Lis Alibi Pendens under the Council Regulation (EC) No 44/2001 on jurisdictionand the recognition and enforcement of judgments in civil and commercial matters
Lis Alibi pendens is Latin for ‘suit pending elsewhere.’ Both Articles 27 and 28 of the EU Regulation 44/2001 regulate the existence of lis alibi pendens and related judicial actions. In particular it is a doctrine that regulates the jurisdictional relationship of courts hearing concurrent proceedings involving the same or related causes of action between the same parties pending in the courts of different Member States.
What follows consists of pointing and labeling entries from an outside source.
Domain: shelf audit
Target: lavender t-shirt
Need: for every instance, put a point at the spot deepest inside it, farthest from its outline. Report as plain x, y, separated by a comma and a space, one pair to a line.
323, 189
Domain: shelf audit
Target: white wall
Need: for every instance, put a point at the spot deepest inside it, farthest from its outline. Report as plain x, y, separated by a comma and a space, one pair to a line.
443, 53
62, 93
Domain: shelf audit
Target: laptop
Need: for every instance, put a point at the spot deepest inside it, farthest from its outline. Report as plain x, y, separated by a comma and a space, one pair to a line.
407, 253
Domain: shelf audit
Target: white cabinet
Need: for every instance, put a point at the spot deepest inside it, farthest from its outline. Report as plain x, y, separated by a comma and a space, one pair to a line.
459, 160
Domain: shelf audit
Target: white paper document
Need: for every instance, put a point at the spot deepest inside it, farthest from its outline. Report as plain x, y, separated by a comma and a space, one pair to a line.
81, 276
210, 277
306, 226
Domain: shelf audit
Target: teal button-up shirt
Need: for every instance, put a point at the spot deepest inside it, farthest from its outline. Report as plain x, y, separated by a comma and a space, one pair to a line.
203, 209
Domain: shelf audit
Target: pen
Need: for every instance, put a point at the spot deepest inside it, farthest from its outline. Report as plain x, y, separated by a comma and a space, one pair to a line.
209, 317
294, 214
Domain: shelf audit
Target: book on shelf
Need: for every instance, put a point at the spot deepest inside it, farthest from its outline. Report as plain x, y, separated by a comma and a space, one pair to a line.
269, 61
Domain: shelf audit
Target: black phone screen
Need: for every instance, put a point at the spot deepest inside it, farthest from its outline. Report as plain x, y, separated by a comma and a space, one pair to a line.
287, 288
In the English case of Ferrexpo AG-and-Gilson Investments Limited and ors EWHC 721, it was stated that where Article 27 of the EU Regulation is engaged, there is no scope for the operation of Article 28, and that once there are proceedings in different Member States involving the same cause of action and between the same parties, the matter is governed by Article 27 and its mandatory regime. Hence it can be argued that as per Article 27 of the EU Regulation 44/2001, the Court has the power to stay on its own motion(automatic power) an action filed before it when there is an action filed before the Court of another Member State involving the same cause of action and between the same parties.
Likewise of great significance is the fact that Article 27 covers also non Member States which was further analyzed in the case of Ferrexpo. Specifically the Ferrexpo case is important for the below reasons :
(a) It was decided that both Articles 27 and 28 are also applied with regards to proceedings pending before non Member States.
(b) That the application of Articles 27 and 28 of the EU Regulation 44/2001 is not prevented or affected by the legal principles in the decision of Owusu–v- Jackson Case C-281/02.
In relation to Article 28 where there are pending related actions before the courts between different member states, which again extends to non Member States as analyzed in Ferrexpo, then the court has the power to stay (discretionary power) the action before it under the precondition that thecourt first seised has jurisdiction over the actions in question and its law permits the consolidation thereof. Hence irrespective of the legal principles in Owusu-v-Jackson Article 28 applies.
In the case of Tatry (1994) CASE C-406/92,the European Court stated that Article 28 of the EU Regulation needs to be interpreted broadly to cover all cases where there is a risk of conflicting decisions, even if the judgments can be separately enforced and their legal consequences are not mutually exclusive. Additionally, this Article was also the subject of interpretation for Courts who were eager in various cases such as Sarrio SA v. Kuwait Investment Authority  UKHL 49, to analyze the meaning of ‘related actions’. In the case the Plaintiff issued proceedings in Spain based on contract and while these Spanish proceedings were pending, the Plaintiff also started English proceedings against the same defendant claiming damages (based on tort). The House of Lords decided that both proceedings involved ‘ related actions’ developing a broad common sense approach hence decided to decline jurisdiction under Article 28.2.
Therefore the above illustrate how the courts have discretionary powers depending on the matter at issue to use either Article 27 or Article 28 accordingly. What is of great curiosity is to see how future courts will interpret Article 27 and Article 28 and whether they will continue to adopt the broad approach as in the case of Sarrio v Kuwait.